I finally caught up with my long time punk comrade. Another show to play for him. We smiled at each other. I just had an ice-cold shot of vodka. The cold filled my belly. Even in a sleeping dream I could feel it. I also felt the warmth of the alcohol in my blood. I turned my head to order another. One for him and one for myself. I looked back and he was gone. OH, that depressed feeling when I lose a friend.

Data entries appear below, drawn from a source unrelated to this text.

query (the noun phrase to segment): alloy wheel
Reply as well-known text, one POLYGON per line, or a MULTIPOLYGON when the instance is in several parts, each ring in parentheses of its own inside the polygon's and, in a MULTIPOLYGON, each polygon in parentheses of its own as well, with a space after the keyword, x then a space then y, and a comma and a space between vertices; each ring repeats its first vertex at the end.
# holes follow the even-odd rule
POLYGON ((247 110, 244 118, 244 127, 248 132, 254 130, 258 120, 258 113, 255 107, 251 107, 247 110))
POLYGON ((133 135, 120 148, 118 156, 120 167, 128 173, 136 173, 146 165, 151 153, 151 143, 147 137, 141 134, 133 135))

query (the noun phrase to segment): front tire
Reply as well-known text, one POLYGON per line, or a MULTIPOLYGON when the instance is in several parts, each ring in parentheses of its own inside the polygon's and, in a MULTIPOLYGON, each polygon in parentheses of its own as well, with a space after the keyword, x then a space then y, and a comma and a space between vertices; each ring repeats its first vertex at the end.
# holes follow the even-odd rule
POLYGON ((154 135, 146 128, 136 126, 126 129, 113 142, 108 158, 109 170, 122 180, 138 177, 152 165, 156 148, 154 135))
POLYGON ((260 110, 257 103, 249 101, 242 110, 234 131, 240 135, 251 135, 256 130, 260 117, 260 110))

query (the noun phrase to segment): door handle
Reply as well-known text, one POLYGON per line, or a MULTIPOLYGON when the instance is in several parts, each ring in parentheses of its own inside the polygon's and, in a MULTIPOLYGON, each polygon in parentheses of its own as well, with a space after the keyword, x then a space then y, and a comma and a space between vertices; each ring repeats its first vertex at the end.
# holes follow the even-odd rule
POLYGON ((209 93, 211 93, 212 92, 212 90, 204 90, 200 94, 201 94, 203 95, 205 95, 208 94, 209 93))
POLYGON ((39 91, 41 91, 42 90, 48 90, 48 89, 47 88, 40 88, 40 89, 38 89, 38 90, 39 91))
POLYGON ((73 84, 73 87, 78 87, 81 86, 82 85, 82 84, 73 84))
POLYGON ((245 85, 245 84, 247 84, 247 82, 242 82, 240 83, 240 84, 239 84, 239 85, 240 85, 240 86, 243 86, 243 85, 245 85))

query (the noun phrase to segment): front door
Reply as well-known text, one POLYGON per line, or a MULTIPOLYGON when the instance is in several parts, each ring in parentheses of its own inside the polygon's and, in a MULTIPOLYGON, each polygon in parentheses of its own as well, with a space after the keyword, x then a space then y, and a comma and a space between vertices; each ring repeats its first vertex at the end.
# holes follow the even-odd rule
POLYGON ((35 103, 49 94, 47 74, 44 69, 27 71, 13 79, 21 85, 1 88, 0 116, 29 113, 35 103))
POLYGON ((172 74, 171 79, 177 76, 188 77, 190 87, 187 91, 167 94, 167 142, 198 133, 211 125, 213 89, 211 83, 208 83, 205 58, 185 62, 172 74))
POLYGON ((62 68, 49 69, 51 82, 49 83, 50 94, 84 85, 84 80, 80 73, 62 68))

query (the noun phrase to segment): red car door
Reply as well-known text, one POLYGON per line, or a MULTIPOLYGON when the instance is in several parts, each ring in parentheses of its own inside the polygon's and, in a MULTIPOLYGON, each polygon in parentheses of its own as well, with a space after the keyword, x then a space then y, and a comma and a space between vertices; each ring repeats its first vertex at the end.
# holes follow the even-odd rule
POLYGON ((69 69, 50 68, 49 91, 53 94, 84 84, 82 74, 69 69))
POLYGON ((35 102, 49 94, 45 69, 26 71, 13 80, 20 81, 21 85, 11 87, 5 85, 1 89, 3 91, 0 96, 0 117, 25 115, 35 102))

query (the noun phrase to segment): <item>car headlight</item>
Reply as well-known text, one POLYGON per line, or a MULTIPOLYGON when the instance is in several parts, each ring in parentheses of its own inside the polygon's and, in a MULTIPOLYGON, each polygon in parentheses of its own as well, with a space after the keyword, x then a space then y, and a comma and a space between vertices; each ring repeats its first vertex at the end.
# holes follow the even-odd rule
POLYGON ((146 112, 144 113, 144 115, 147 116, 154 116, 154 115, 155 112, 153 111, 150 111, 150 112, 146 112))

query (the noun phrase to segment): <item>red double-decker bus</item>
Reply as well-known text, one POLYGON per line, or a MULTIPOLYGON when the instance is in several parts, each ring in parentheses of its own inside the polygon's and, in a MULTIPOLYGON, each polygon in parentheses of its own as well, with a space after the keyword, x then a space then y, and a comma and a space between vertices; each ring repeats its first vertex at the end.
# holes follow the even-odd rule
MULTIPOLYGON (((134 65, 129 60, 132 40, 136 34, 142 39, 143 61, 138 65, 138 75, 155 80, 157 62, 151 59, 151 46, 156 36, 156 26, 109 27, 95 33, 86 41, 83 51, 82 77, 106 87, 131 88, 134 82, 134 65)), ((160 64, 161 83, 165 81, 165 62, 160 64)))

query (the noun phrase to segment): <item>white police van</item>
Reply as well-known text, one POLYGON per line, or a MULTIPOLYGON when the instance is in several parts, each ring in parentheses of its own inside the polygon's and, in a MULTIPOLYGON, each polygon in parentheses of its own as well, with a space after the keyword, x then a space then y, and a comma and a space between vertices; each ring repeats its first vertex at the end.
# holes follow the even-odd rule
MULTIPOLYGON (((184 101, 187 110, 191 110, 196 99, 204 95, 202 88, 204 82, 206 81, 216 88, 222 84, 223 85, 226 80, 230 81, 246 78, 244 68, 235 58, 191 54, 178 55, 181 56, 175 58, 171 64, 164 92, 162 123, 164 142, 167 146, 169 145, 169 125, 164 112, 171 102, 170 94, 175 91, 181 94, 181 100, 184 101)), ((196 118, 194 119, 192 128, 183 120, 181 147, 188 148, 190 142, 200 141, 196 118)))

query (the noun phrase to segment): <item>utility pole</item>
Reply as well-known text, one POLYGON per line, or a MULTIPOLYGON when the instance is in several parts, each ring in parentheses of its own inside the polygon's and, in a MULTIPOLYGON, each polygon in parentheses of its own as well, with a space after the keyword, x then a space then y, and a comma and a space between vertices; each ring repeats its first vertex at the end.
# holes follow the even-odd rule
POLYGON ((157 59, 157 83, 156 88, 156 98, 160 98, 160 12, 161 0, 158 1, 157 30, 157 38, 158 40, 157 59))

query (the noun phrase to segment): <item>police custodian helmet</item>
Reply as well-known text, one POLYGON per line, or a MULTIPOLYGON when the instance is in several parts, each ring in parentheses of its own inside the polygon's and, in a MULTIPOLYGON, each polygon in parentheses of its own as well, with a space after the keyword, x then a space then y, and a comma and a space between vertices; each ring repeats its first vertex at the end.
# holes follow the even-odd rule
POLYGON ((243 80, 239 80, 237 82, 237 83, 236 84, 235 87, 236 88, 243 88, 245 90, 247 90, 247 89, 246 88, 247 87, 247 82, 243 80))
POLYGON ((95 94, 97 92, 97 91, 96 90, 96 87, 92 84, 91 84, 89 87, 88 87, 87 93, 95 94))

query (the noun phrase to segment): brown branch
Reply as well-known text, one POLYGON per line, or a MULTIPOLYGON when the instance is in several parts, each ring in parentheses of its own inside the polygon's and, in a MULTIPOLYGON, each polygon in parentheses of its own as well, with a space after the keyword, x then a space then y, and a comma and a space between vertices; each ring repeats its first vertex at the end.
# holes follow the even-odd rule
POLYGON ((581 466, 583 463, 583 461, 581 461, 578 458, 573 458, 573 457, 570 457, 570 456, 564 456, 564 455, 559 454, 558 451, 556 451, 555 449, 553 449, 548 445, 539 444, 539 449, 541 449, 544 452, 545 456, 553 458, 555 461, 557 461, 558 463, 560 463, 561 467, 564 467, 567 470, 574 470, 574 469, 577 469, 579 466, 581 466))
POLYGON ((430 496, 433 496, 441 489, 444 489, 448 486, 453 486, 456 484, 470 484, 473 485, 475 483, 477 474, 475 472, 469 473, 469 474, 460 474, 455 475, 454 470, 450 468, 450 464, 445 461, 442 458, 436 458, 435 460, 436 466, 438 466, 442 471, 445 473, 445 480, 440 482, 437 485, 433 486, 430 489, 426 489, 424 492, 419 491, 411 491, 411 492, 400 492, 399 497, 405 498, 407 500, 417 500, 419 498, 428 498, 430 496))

So many scenes have come and gone in my life. They happened and are now gone. They are tight and inspirational and then become a memory. Over and over again this change happens. I have enjoyed the tight times of intensity. A community of friends doing things together with a similar passion. I have experienced that nothing lasts forever. A new scene always comes again. Especially, when I take a risk by stepping out of my comfort zone.
Coyote tells me, as the trickster he/she is, to balance “sacredness and irreverence.” I can hop on my ego and ride it like a balloon, letting it go up into the sky. I can pull it back down with my human string. I will pop the crazy yellow balloon and laugh like a child.